Square? But that must mean… They were surrounded. Somehow, the line at the breastworks had fallen apart across a broad front. Only a few of the great guns spoke now, those facing the river, and maybe a couple on the extreme right, near the ship. Donaghey ’s guns still thundered furiously, but none was directed at the Grik infantry anymore, and Greg smelled wood smoke in the air.

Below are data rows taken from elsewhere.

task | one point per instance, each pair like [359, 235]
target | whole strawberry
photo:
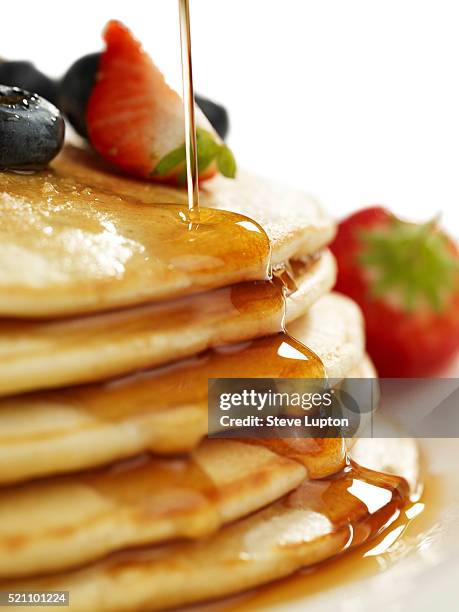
[136, 121]
[405, 277]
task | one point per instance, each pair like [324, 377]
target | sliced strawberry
[405, 277]
[136, 121]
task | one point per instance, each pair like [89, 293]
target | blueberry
[216, 114]
[26, 76]
[77, 83]
[31, 130]
[75, 88]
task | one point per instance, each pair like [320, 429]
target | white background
[356, 101]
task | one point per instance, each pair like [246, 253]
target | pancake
[75, 428]
[56, 523]
[77, 238]
[317, 521]
[43, 354]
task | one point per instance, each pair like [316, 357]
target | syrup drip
[192, 168]
[409, 524]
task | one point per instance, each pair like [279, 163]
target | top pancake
[77, 238]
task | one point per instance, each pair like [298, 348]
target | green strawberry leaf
[209, 150]
[226, 162]
[413, 264]
[170, 161]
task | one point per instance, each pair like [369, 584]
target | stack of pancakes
[115, 312]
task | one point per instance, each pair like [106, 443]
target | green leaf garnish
[170, 161]
[412, 264]
[209, 150]
[226, 162]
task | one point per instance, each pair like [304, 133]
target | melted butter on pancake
[76, 238]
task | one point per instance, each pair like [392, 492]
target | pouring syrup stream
[192, 169]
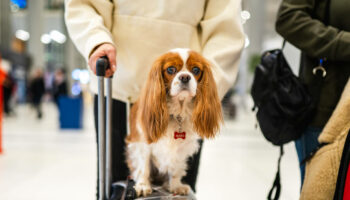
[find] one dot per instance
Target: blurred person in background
(37, 91)
(59, 85)
(8, 91)
(132, 34)
(21, 62)
(321, 30)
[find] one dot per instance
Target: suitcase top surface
(160, 194)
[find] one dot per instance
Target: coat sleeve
(296, 25)
(89, 23)
(222, 40)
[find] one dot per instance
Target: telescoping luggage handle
(104, 129)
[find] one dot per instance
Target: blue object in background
(71, 112)
(20, 3)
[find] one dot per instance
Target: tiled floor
(41, 162)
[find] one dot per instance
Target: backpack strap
(343, 170)
(276, 186)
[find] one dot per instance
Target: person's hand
(108, 50)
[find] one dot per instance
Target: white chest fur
(169, 154)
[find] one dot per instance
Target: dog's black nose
(185, 78)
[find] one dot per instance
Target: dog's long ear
(207, 114)
(153, 107)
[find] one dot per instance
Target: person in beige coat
(133, 33)
(322, 170)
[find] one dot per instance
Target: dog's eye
(196, 70)
(171, 70)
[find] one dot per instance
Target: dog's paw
(182, 189)
(143, 189)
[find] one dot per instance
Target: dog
(178, 105)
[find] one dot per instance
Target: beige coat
(322, 170)
(142, 30)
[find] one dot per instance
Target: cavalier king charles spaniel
(178, 105)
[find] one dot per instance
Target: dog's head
(183, 75)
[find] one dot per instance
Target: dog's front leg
(140, 155)
(175, 176)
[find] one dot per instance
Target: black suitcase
(121, 190)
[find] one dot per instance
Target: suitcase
(123, 190)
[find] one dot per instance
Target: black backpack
(285, 106)
(283, 102)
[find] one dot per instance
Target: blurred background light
(245, 15)
(76, 74)
(22, 35)
(45, 38)
(247, 42)
(84, 76)
(19, 3)
(76, 89)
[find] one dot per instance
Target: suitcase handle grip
(102, 65)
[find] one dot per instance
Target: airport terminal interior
(42, 156)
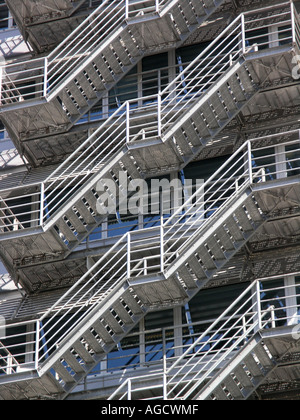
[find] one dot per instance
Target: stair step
(244, 220)
(76, 222)
(183, 143)
(206, 258)
(198, 7)
(220, 394)
(113, 324)
(83, 352)
(131, 43)
(263, 357)
(237, 90)
(219, 107)
(189, 13)
(234, 229)
(121, 52)
(187, 277)
(132, 304)
(103, 333)
(131, 167)
(123, 313)
(210, 117)
(112, 60)
(77, 94)
(253, 367)
(85, 212)
(215, 248)
(233, 388)
(95, 78)
(197, 269)
(245, 79)
(253, 210)
(86, 85)
(223, 236)
(201, 125)
(63, 373)
(92, 200)
(242, 377)
(66, 231)
(69, 103)
(72, 361)
(93, 342)
(102, 67)
(227, 97)
(180, 21)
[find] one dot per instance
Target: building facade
(149, 200)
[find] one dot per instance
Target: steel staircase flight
(65, 85)
(108, 301)
(173, 127)
(228, 361)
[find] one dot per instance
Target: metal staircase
(107, 302)
(172, 127)
(231, 359)
(66, 84)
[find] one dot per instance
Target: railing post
(42, 204)
(159, 114)
(250, 162)
(127, 122)
(37, 344)
(45, 77)
(243, 34)
(157, 6)
(128, 255)
(258, 301)
(293, 23)
(162, 249)
(165, 390)
(129, 390)
(1, 83)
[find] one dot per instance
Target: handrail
(231, 331)
(52, 73)
(165, 109)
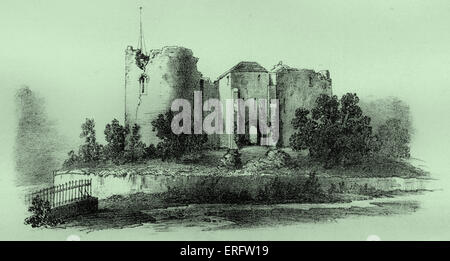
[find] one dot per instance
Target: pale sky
(72, 52)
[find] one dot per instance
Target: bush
(393, 139)
(41, 214)
(335, 131)
(173, 145)
(232, 159)
(135, 150)
(115, 137)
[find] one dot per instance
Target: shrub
(334, 131)
(134, 148)
(115, 137)
(232, 159)
(393, 139)
(41, 214)
(173, 145)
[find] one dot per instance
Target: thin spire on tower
(141, 42)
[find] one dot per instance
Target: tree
(393, 139)
(134, 148)
(334, 131)
(115, 137)
(90, 151)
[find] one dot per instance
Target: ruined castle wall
(225, 92)
(172, 73)
(295, 89)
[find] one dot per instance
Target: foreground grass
(252, 158)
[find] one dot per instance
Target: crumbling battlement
(171, 73)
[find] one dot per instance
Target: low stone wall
(108, 185)
(89, 205)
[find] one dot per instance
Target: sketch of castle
(154, 79)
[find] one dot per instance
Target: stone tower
(154, 79)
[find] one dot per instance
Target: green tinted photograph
(224, 120)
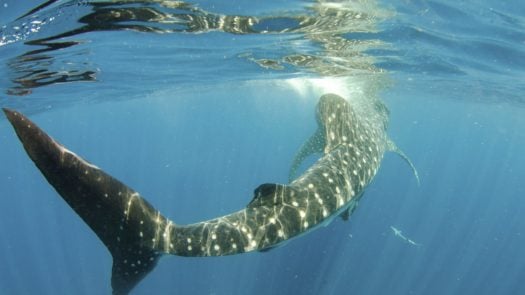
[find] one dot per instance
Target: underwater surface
(195, 104)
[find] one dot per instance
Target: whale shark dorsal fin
(267, 194)
(335, 120)
(391, 146)
(125, 222)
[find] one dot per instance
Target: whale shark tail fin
(394, 148)
(126, 223)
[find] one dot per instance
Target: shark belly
(137, 234)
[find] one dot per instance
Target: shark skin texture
(137, 235)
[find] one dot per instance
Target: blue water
(195, 119)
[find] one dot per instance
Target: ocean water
(195, 104)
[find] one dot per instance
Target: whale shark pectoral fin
(315, 144)
(267, 194)
(125, 222)
(393, 147)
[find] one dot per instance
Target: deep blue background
(456, 109)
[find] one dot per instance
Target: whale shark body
(352, 144)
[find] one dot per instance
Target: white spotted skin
(334, 184)
(352, 139)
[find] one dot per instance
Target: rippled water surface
(195, 104)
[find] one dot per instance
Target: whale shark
(351, 140)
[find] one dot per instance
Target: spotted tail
(125, 222)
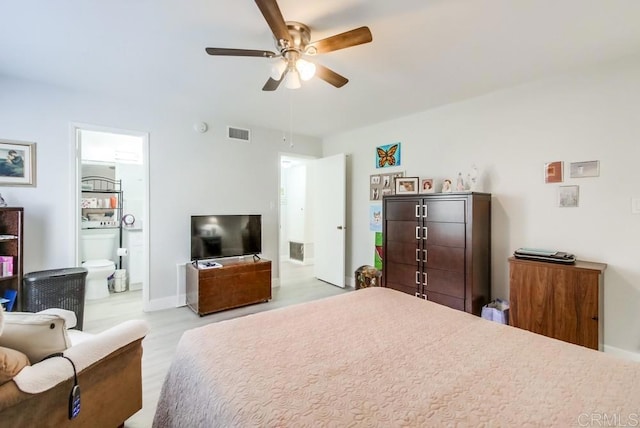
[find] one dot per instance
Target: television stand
(238, 282)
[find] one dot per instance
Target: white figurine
(474, 175)
(460, 183)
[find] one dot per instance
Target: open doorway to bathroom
(112, 241)
(296, 221)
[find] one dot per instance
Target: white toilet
(96, 251)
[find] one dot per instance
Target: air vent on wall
(238, 134)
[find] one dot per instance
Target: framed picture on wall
(584, 169)
(568, 196)
(426, 185)
(17, 163)
(406, 185)
(553, 172)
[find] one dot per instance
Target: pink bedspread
(378, 357)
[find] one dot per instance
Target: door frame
(75, 188)
(281, 155)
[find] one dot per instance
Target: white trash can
(120, 280)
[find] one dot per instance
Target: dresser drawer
(446, 282)
(403, 274)
(443, 299)
(445, 234)
(403, 231)
(403, 210)
(403, 252)
(445, 258)
(447, 211)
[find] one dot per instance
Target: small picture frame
(406, 185)
(553, 172)
(568, 196)
(382, 184)
(426, 185)
(17, 163)
(584, 169)
(447, 185)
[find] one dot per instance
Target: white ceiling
(425, 53)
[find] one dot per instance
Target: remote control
(74, 402)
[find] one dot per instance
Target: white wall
(190, 173)
(590, 115)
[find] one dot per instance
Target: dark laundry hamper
(56, 288)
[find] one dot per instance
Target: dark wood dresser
(236, 283)
(438, 247)
(565, 302)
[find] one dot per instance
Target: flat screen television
(229, 235)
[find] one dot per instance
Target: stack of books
(6, 266)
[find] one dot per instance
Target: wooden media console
(238, 282)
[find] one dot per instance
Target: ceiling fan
(293, 43)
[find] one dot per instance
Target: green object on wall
(377, 258)
(378, 239)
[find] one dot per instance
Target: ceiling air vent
(238, 134)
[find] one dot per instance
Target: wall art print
(17, 163)
(388, 155)
(382, 184)
(375, 217)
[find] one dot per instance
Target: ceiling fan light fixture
(277, 68)
(306, 69)
(292, 80)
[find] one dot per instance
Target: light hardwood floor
(296, 286)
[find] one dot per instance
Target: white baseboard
(160, 304)
(628, 355)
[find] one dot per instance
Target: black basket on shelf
(56, 288)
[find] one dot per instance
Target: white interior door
(330, 217)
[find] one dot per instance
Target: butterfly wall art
(388, 155)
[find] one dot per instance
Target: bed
(378, 357)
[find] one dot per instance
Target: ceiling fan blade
(347, 39)
(240, 52)
(330, 76)
(273, 16)
(272, 84)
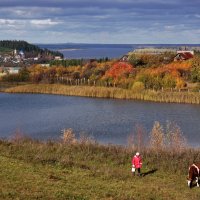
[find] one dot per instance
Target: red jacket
(137, 161)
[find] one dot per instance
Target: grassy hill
(86, 170)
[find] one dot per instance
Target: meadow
(77, 169)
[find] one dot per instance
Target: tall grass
(79, 168)
(104, 92)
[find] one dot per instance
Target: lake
(106, 120)
(88, 51)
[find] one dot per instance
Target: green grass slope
(56, 170)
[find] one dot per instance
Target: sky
(101, 21)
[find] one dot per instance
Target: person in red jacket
(136, 163)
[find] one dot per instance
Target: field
(87, 170)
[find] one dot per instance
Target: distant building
(124, 58)
(184, 55)
(45, 65)
(57, 58)
(11, 70)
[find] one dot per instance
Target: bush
(138, 86)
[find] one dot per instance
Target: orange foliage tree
(119, 70)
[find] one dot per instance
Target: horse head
(193, 174)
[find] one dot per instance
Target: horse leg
(189, 183)
(197, 181)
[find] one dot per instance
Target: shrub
(138, 86)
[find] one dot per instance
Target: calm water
(107, 120)
(75, 51)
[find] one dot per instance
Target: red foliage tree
(119, 70)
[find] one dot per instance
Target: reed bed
(107, 92)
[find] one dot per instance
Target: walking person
(136, 164)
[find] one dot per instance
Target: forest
(140, 72)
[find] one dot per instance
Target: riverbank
(104, 92)
(87, 170)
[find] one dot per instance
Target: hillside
(85, 170)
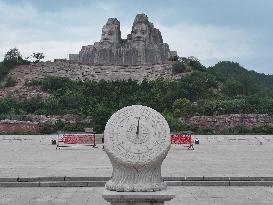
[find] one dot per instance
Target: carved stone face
(140, 33)
(110, 35)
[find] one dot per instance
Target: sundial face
(137, 134)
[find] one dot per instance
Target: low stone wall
(9, 126)
(222, 122)
(77, 71)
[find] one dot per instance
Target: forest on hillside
(225, 88)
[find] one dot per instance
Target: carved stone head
(141, 30)
(111, 33)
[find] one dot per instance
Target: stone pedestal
(137, 198)
(136, 140)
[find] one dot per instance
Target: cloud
(208, 43)
(241, 32)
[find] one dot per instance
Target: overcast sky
(211, 30)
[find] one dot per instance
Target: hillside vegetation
(226, 88)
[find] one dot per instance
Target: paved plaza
(34, 156)
(92, 196)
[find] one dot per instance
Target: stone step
(175, 179)
(100, 182)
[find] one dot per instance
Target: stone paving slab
(216, 156)
(93, 196)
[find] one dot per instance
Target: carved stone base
(137, 198)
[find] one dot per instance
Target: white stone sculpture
(137, 140)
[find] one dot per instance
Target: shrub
(179, 67)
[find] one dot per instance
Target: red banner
(77, 138)
(181, 139)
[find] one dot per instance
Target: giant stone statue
(143, 46)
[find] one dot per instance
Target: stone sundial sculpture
(137, 140)
(144, 45)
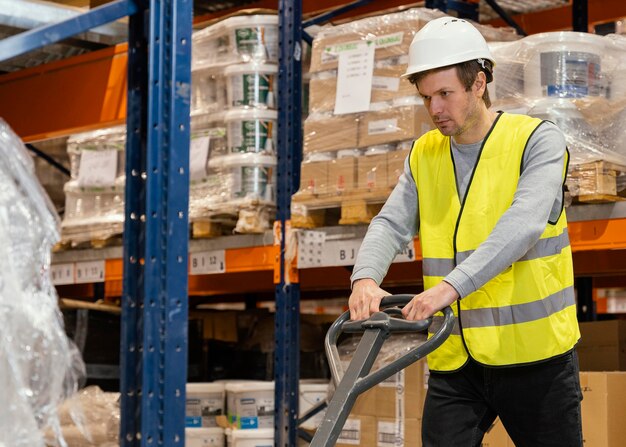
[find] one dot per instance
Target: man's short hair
(466, 71)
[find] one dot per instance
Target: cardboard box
(497, 436)
(393, 124)
(395, 166)
(400, 396)
(358, 430)
(391, 432)
(342, 175)
(330, 132)
(603, 409)
(372, 172)
(314, 177)
(403, 394)
(602, 346)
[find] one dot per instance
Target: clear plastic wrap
(109, 142)
(92, 213)
(236, 39)
(577, 81)
(395, 115)
(391, 33)
(94, 197)
(40, 366)
(208, 90)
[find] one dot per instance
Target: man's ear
(480, 83)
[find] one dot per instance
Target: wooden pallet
(598, 198)
(595, 182)
(245, 220)
(353, 208)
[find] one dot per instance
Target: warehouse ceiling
(20, 15)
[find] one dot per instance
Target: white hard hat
(446, 41)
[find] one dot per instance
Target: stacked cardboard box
(390, 414)
(602, 346)
(603, 409)
(395, 114)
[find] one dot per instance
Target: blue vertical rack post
(287, 319)
(154, 304)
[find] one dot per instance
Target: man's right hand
(365, 298)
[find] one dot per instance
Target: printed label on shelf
(207, 262)
(310, 248)
(88, 272)
(62, 274)
(385, 83)
(354, 78)
(198, 156)
(97, 168)
(340, 252)
(315, 251)
(382, 127)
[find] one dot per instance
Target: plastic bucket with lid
(251, 404)
(205, 401)
(204, 437)
(247, 176)
(234, 40)
(254, 37)
(250, 438)
(252, 130)
(564, 64)
(251, 85)
(311, 393)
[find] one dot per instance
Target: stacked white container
(205, 402)
(235, 71)
(94, 196)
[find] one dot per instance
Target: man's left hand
(430, 301)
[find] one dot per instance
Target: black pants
(539, 404)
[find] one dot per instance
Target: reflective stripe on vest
(527, 312)
(543, 247)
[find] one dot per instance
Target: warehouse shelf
(240, 264)
(89, 91)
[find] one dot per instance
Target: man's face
(452, 109)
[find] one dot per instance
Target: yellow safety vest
(525, 314)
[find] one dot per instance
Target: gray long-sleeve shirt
(537, 199)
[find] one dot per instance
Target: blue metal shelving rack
(154, 316)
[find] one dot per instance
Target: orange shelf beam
(607, 234)
(554, 19)
(75, 94)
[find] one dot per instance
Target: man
(485, 192)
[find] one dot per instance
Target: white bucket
(252, 130)
(204, 437)
(250, 438)
(254, 37)
(251, 405)
(251, 85)
(205, 401)
(311, 393)
(563, 64)
(247, 176)
(236, 39)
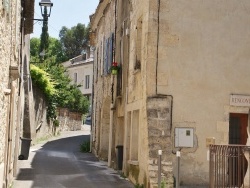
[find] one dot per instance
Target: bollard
(178, 156)
(159, 168)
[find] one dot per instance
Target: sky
(64, 13)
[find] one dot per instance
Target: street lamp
(45, 4)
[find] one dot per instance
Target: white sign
(240, 100)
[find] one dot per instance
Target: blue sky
(64, 13)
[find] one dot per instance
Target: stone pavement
(58, 163)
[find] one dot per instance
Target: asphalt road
(59, 164)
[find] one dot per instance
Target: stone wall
(10, 17)
(159, 110)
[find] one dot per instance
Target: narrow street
(59, 163)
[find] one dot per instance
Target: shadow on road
(59, 163)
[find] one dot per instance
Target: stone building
(80, 70)
(183, 79)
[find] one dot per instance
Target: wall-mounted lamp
(46, 6)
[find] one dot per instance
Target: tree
(74, 40)
(68, 96)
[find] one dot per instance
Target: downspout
(10, 100)
(112, 105)
(157, 64)
(92, 103)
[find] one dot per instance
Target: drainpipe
(113, 93)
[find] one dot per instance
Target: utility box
(184, 137)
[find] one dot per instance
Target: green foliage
(139, 186)
(85, 146)
(49, 75)
(43, 80)
(163, 183)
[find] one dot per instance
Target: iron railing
(228, 167)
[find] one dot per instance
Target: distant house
(80, 70)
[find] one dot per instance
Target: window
(133, 135)
(108, 54)
(75, 78)
(87, 81)
(137, 64)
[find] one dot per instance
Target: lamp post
(45, 11)
(45, 5)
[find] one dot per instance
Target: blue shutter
(111, 50)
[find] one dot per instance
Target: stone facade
(10, 18)
(80, 71)
(180, 63)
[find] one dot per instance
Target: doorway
(237, 164)
(238, 128)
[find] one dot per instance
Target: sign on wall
(240, 100)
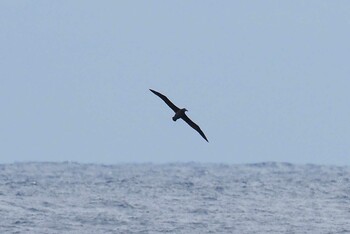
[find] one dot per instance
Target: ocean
(68, 197)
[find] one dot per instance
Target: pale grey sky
(265, 80)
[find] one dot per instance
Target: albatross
(180, 113)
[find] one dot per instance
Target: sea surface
(174, 198)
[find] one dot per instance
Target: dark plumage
(180, 113)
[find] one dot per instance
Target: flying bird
(180, 113)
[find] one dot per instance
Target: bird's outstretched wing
(166, 100)
(194, 126)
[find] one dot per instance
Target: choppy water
(174, 198)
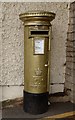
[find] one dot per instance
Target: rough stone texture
(13, 41)
(70, 55)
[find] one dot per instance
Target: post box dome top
(33, 15)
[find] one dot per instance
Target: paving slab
(17, 112)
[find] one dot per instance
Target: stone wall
(13, 46)
(70, 54)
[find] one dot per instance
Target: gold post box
(37, 36)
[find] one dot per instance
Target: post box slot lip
(39, 32)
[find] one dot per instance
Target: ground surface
(54, 109)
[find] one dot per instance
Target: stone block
(55, 88)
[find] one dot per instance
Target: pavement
(17, 112)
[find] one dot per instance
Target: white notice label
(39, 47)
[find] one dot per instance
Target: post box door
(36, 61)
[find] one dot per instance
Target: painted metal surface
(37, 36)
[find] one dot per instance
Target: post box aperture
(37, 36)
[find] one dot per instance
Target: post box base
(35, 103)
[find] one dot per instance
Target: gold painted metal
(36, 50)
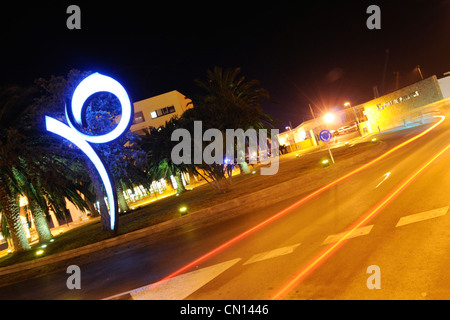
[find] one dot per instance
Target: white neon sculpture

He’d seen Lemurian Marines form a square only once before, and that had also been at the Battle of Aryaal-when everything fell apart. They’d saved themselves, managing to retreat in good order while embracing troops from other broken regiments. They did the same now, creating a temporary shield-studded barricade that sailors and other Marines could join, but this time, they had nowhere to go. The Grik were streaming across the trench now, and he poked at them with his bayonet as they came snarling toward him, battering at the shields with their sickle-shaped swords and their own bodies, slashing and gnawing with their teeth.
“I need ammunition!” he cried.
“There is no more,” Jamie Miller shouted. Somehow, the young surgeon had joined him in the press, a spear in his hands. The kid looked wounded, wearing so much blood, but didn’t act like it.
“We have to make it to the ship,” Greg roared. “Bekiaa? Can we move the square to the ship?”
“What good will that do?”
Greg wasn’t sure. He assumed Pruit still had something there, and if they could get more people aboard her, they might still ply Donaghey ’s landward guns. But he couldn’t see the ship anymore, over the mass of furry-feathery, reptilian shapes, and the wood smoke was growing thicker. Bekiaa probably thought Donaghey was afire. If she was… But trying to fight their way to Chapelle was impossible. It was twice as far, and there wasn’t even the chance of more ammunition in that direction. “Just do it, damn it! It’s our only choice!”
Slowly, the square moved like a vast turtle festooned with thousands of crossbow bolts jutting from shields like porcupine quills. The Grik seemed to divine their intent, and fought even more furiously to hold them in place and finish them. Wounded ’Cats fell and were left for the enemy to shred. Grik waved body parts, arms and legs, and even battered at the shields wi the macabre clubs.